‘I’m afraid so.’
‘Am I going to have to go?’
‘I don’t know. I’m afraid they’re on to me.’
Dilys looked sad. ‘Luck always runs out in the end, doesn’t it?’ She spoke quietly. ‘Just give me fair warning when I have to go, will you ask them that? I’m okay for money, but I’ll have to look after Helen till we find somewhere else. I don’t want her in the clutches of the bloody Blackshirts.’
‘I’ll tell them.’
‘Thanks. Don’t say any more,’ Dilys added quickly. ‘It’s best I know as little as possible.’
‘Yes,’ he agreed. It was just what Carol had said to him over the telephone.
‘You can only tell what you know. Would you like a cup of tea?’ Her tone was suddenly cheerful again. Poor girl, David thought, she must have to put on a cheery face all the time.
‘No – no, thank you.’
She glanced at him wistfully. ‘Nice-looking chap like you, bet you can get it whenever you want, eh? Don’t need the likes of me.’ David felt himself blush. ‘I see you’ve a wedding ring. Bet you’re the faithful sort.’ Her manner was bantering now, trying to keep her spirits up. ‘You got any Maltese blood in you?’ she asked suddenly.
‘Not that I know of.’
‘You remind me a bit of my Guido. The bastards deported him two years ago. England for the English, as they say. And for the Germans and Italians, of course,’ she added bitterly. ‘That’s when I joined up with you people. They put me here, to keep an eye out for you.’
‘Thank you,’ David said.
Dilys opened a drawer of the dressing table and pulled out a bottle of gin and two smeared glasses. ‘Want one?’
‘I’d better keep a clear head.’ David realized he hadn’t eaten since breakfast. ‘You haven’t any food, have you?’
‘I’ll see what there is.’
She went through the inner door, returning with some cold ham and bread and butter. David took it eagerly. Dilys sat at the dressing table, watching him eat while she swigged back her gin, the hand holding the glass trembling slightly. When he had finished she said, ‘Should I get ready to open up today?’ He looked at her blankly and she laughed. ‘For business. I usually open up at five, and it’s nearly four now.’
‘I think – maybe better not. There may be more of us coming.’
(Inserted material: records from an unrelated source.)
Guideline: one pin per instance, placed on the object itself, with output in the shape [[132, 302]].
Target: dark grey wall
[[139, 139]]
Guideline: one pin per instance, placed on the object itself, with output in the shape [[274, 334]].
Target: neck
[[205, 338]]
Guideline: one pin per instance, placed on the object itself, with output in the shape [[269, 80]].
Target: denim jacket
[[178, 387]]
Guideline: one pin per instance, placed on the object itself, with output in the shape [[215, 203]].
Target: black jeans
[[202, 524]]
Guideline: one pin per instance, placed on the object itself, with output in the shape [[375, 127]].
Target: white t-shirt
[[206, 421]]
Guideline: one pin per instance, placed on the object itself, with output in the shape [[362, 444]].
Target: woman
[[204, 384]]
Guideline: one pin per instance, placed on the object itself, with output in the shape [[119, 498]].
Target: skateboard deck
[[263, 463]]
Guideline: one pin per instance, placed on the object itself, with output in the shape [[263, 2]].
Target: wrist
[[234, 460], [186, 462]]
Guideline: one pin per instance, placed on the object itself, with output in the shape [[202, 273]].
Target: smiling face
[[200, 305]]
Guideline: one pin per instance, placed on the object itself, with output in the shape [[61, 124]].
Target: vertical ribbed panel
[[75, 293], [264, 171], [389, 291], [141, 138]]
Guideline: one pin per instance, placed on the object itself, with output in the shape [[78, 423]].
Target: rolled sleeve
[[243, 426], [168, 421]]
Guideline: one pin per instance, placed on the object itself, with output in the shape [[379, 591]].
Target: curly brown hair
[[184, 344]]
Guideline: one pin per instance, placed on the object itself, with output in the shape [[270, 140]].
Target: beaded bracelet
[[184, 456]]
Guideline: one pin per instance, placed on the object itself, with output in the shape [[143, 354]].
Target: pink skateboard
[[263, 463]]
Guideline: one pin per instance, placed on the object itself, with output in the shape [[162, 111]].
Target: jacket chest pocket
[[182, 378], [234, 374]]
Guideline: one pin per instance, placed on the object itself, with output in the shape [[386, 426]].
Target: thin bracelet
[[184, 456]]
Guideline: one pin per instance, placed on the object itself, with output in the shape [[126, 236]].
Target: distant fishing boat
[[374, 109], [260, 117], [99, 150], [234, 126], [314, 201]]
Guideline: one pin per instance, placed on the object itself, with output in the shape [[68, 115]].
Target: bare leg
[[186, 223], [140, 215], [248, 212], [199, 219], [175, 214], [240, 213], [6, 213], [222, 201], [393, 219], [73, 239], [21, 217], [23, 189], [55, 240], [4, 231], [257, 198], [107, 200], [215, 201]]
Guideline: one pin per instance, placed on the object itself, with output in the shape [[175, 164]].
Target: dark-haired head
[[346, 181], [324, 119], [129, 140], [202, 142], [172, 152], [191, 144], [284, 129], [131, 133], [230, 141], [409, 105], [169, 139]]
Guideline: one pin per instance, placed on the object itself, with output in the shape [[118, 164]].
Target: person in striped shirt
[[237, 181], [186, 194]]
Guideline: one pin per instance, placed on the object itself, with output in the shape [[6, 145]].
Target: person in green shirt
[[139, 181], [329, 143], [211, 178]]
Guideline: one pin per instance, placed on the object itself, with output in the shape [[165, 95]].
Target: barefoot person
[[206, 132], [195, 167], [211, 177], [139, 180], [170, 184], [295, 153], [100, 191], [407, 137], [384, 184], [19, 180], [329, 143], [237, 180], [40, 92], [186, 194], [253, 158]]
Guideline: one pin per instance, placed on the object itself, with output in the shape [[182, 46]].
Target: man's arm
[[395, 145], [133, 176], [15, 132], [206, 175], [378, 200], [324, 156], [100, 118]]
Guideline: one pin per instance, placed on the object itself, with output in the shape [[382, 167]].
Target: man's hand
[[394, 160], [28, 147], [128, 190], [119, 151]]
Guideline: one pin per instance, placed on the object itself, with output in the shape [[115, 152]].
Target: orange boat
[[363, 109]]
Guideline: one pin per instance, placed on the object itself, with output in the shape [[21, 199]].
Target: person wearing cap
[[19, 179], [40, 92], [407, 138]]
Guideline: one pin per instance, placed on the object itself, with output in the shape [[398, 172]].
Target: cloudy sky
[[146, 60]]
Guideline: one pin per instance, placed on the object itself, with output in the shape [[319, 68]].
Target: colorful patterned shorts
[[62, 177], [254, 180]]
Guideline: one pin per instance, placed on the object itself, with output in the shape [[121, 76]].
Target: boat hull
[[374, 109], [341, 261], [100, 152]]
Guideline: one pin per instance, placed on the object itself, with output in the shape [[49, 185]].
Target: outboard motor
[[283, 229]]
She took a deep breath. ‘I’ll put a note on the door, say I’m ill. I’ve a couple of Friday regulars, they’ll be disappointed but it can’t be helped. Oh well, it’ll save me the trouble of getting ready, won’t it?’
David looked at her curiously. ‘How did you get into – into this?’
She frowned. ‘Shock you, does it?’
‘No. It’s just – I never—’
She smiled again. ‘You’re quite an innocent thing, aren’t you? My dad died at Dunkirk, he wasn’t one of the ones that got away. My mum went to pieces, turned to drink. We hadn’t any money. A friend got me into this game.’
He looked around the room. ‘Isn’t it – well – dangerous?’
She laughed suddenly. ‘You’re asking, is what I do dangerous? That’s the pot calling the kettle black if ever I heard it.’
It was fifteen minutes before footsteps sounded again on the stairs. Dilys sat up, looking relieved. ‘That’s Natalia.’ She went out and David heard the two women talking quietly. They came back into the flat together. Natalia wore an old grey coat and hat and carried a shopping bag; she looked dowdy and ordinary beside Dilys’ colourful femininity. David thought it was probably a look she cultivated deliberately, so as not to be noticed. It was sad she had to. His heart had leapt at the sight of her but then sank again as he thought of Sarah, out there somewhere, in grave danger.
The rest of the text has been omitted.